Page MenuHomePhabricator

[jobs-api,jobs-cli,infra] Transient cronjob scheduling failures on Toolforge k8s
Open, MediumPublicBUG REPORT

Description

The Grid Engine crontab used to be really stable with no failures in booting up jobs. However, with the k8s migration, I am receiving multiple reports from users about bot reports randomly not getting generated - twice within last 10 days.

From 22 May: job-g13-elig has last schedule of 2023-05-21 instead of 2023-05-22 like the other jobs with same cron schedule.

Screenshot_2023-05-22_at_10.10.48_AM.png (246×1 px, 99 KB)

From today (2 June): job-g13-1week is skipped for a day and job-g13-elig was skipped twice!

Screenshot 2023-06-02 at 8.29.40 AM.png (294×1 px, 108 KB)

In all cases, no emails were received (--emails onfailure was configured). And since the jobs didn't start at all, the error logs don't contain anything.

All jobs use only 256 Mi memory and the default 500m CPU allocation (cpu limit is 5000m for this tool) so resource limits shouldn't be getting hit.

jobs.yml file: https://github.com/siddharthvp/SDZeroBot/blob/master/jobs.yml

Event Timeline

Same issue today (3 June). Both job-g131week and job-g13-elig were skipped again.

Screenshot 2023-06-03 at 10.51.15 AM.png (268×1 px, 114 KB)

And both reports were skipped again tonight for the 4th day in a row. We work with a 7 day lag between when the G13 soon report is issued and when action is required and we're now down to a three day supply of reports until we are really in trouble.
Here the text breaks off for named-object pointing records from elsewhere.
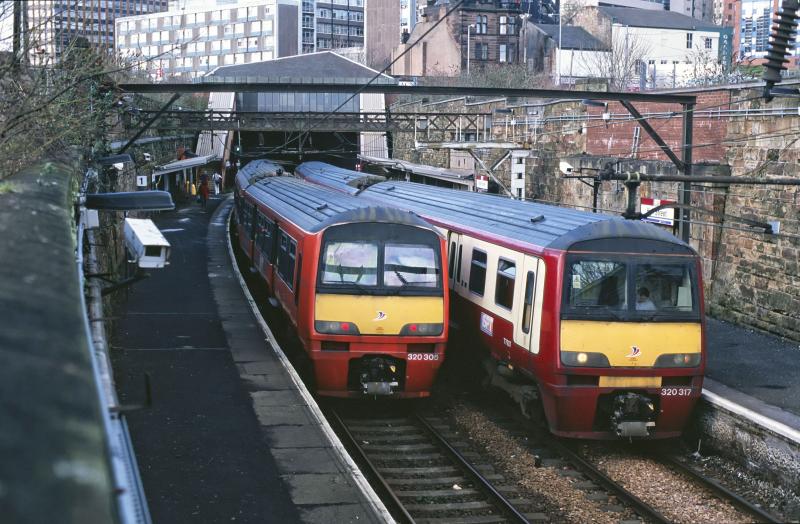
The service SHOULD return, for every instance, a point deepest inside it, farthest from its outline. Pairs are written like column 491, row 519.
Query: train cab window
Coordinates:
column 286, row 258
column 663, row 287
column 504, row 286
column 351, row 263
column 410, row 265
column 598, row 284
column 527, row 310
column 477, row 272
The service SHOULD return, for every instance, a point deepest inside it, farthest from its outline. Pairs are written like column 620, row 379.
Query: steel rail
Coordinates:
column 383, row 486
column 481, row 481
column 719, row 490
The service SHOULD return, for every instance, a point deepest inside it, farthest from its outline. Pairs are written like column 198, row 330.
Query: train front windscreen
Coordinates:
column 386, row 279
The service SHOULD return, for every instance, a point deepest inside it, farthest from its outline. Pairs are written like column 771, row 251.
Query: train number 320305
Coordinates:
column 676, row 392
column 423, row 356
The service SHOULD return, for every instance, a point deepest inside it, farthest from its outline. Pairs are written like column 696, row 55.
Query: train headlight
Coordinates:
column 678, row 360
column 335, row 327
column 422, row 330
column 584, row 359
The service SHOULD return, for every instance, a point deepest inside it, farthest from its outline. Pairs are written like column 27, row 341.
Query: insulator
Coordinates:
column 781, row 42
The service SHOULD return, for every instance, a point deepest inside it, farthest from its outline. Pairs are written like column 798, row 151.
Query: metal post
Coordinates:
column 469, row 27
column 686, row 195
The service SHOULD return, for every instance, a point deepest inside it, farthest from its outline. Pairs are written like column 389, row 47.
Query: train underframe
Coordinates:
column 601, row 413
column 366, row 369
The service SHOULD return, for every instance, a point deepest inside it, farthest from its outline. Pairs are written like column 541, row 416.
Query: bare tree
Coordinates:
column 52, row 102
column 622, row 64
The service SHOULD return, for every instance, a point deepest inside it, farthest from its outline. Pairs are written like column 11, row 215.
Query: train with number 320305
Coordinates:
column 595, row 320
column 363, row 285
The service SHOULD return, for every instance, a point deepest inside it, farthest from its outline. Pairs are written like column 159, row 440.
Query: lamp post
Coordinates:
column 469, row 28
column 558, row 51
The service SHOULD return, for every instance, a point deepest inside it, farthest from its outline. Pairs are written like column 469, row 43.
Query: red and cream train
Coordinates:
column 363, row 285
column 598, row 318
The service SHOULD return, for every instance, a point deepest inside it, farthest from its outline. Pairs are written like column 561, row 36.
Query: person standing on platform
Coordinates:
column 217, row 178
column 203, row 191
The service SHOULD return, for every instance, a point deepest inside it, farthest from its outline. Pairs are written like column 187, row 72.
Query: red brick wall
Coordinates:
column 616, row 138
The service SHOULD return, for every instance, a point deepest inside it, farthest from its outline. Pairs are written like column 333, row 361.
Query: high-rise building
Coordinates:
column 383, row 32
column 752, row 22
column 201, row 36
column 408, row 15
column 52, row 25
column 339, row 24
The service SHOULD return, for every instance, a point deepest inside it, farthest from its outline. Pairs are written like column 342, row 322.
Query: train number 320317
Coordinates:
column 676, row 392
column 423, row 356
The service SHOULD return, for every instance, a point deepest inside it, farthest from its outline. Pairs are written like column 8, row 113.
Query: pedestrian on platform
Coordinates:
column 217, row 178
column 203, row 191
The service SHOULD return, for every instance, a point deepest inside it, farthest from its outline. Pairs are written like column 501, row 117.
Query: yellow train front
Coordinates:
column 364, row 286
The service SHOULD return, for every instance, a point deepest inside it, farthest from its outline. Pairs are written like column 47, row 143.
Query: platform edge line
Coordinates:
column 765, row 422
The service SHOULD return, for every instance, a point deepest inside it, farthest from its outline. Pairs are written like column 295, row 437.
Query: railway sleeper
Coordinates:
column 450, row 506
column 478, row 519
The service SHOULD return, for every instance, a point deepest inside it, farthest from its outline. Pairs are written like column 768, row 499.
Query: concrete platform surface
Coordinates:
column 229, row 437
column 756, row 371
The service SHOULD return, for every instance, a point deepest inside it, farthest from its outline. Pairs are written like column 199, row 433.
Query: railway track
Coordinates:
column 741, row 503
column 427, row 474
column 544, row 443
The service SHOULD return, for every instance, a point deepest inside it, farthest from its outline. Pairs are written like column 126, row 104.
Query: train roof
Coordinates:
column 314, row 208
column 542, row 225
column 337, row 178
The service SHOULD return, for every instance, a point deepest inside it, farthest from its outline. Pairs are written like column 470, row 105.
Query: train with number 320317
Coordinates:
column 363, row 285
column 596, row 320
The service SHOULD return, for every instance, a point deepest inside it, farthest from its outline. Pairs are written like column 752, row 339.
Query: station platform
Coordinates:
column 755, row 374
column 232, row 435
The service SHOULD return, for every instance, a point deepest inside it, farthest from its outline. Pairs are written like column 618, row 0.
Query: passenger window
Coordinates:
column 527, row 311
column 477, row 272
column 458, row 265
column 286, row 258
column 504, row 286
column 264, row 235
column 299, row 279
column 452, row 258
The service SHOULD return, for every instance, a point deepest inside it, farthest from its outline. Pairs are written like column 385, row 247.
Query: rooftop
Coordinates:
column 322, row 67
column 572, row 37
column 661, row 19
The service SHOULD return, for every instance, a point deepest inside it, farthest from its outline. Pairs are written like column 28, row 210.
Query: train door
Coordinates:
column 454, row 252
column 529, row 295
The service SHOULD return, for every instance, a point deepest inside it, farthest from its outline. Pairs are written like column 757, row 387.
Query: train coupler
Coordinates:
column 378, row 375
column 633, row 415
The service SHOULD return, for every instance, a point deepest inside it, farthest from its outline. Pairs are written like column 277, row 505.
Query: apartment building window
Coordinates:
column 481, row 51
column 481, row 25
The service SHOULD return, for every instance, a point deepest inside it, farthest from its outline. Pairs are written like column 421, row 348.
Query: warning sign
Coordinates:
column 665, row 217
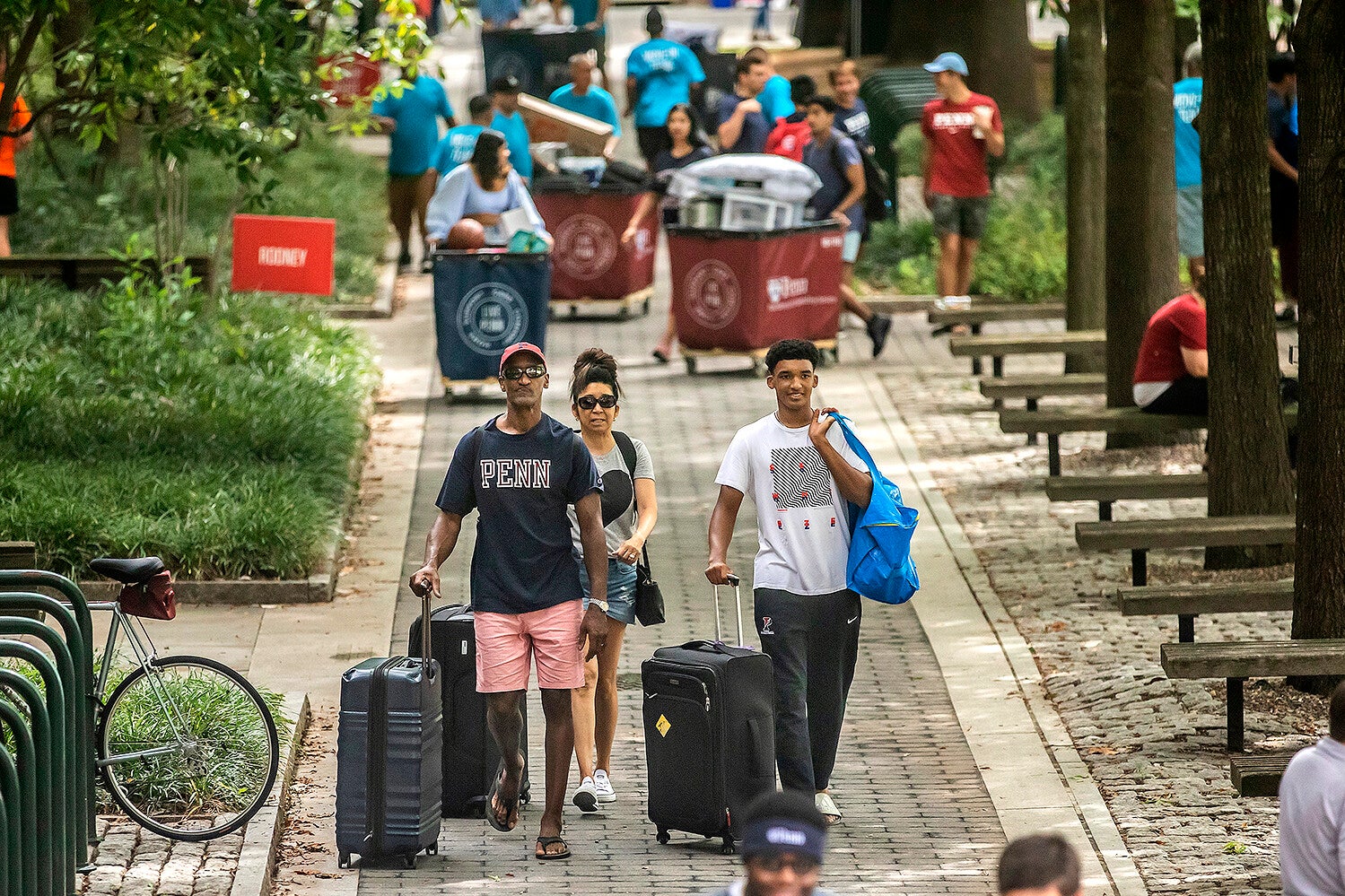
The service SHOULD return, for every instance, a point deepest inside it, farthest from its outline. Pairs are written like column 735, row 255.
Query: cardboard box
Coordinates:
column 546, row 123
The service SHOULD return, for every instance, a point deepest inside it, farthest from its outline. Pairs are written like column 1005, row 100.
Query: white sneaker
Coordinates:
column 604, row 787
column 587, row 796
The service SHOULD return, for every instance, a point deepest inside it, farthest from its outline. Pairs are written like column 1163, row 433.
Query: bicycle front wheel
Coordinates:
column 188, row 748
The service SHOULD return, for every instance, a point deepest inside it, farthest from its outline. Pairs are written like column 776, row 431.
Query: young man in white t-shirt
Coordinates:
column 800, row 475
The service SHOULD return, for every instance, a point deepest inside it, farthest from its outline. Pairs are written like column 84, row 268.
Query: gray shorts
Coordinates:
column 1191, row 221
column 964, row 215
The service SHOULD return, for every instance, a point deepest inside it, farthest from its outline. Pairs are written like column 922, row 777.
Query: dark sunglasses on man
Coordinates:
column 534, row 371
column 590, row 403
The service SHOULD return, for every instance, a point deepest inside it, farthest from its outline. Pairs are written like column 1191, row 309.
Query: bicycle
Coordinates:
column 185, row 745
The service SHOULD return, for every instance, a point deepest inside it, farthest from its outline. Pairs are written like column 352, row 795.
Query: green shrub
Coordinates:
column 215, row 433
column 73, row 204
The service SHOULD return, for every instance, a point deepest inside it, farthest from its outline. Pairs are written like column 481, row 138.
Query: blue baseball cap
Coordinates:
column 948, row 62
This seems like a re-occurance of T308300: toolforge-jobs: Kubernetes scheduler overloaded at 00:00 each day causing missed jobs. The tl;dr of the problem is that Kubernetes can't start all of the jobs scheduled for midnight at exactly midnight since the scheduler can't take them all at once, and at some point it thinks it's been too long from the original scheduled time and skips that execution. I've added a couple of subtasks that we can do on the infrastructure side to avoid this from happening, but the best fix at the moment is to not schedule jobs at exactly midnight or top of the hour when the scheduler is less busy.

So I've seen what I suspect is the same issue, the potd tool's "send" job was never triggered on 2024-01-06 at 2:00; and the tfaprotbot tool's "tfasemibot" job was never triggered on 2023-12-28 at 23:00. If the problem is running on the hour, how much should I offset by? Is it likely to into issues if I have it run at, e.g. 22:59? I note that T338134: Use a higher `startingDeadlineSeconds` for less frequent jobs is still open - is that worth pursuing still? Should there be a subtask about non-scheduled jobs not sending any notifications as well?

The tfasemibot job is idempotent so I'm could just up the frequency, but that seems like it would make the overall problem worse by needlessly adding load to the cluster, no?

So I've seen what I suspect is the same issue, the potd tool's "send" job was never triggered on 2024-01-06 at 2:00; and the tfaprotbot tool's "tfasemibot" job was never triggered on 2023-12-28 at 23:00. If the problem is running on the hour, how much should I offset by? Is it likely to into issues if I have it run at, e.g. 22:59? I note that T338134: Use a higher `startingDeadlineSeconds` for less frequent jobs is still open - is that worth pursuing still?

Yes, I think that's still a good idea. The cron parsing added for T331684: Provide a means to introduce "skew" for scheduled jobs to avoid thundering herd problems should make it easier to implement.

Should there be a subtask about non-scheduled jobs not sending any notifications as well?

Not sure - jobs-emailer is in need of some love but even then sending notifications about things that did not happen is going to be quite difficult.

dcaro renamed this task from Transient cronjob scheduling failures on Toolforge k8s to [jobs-api,jobs-cli,infra] Transient cronjob scheduling failures on Toolforge k8s.Mar 11 2024, 2:21 PM
dcaro triaged this task as Medium priority.
dcaro removed a project: Toolforge Jobs framework.
dcaro added a project: Toolforge.
dcaro moved this task from Backlog to Ready to be worked on on the Toolforge board.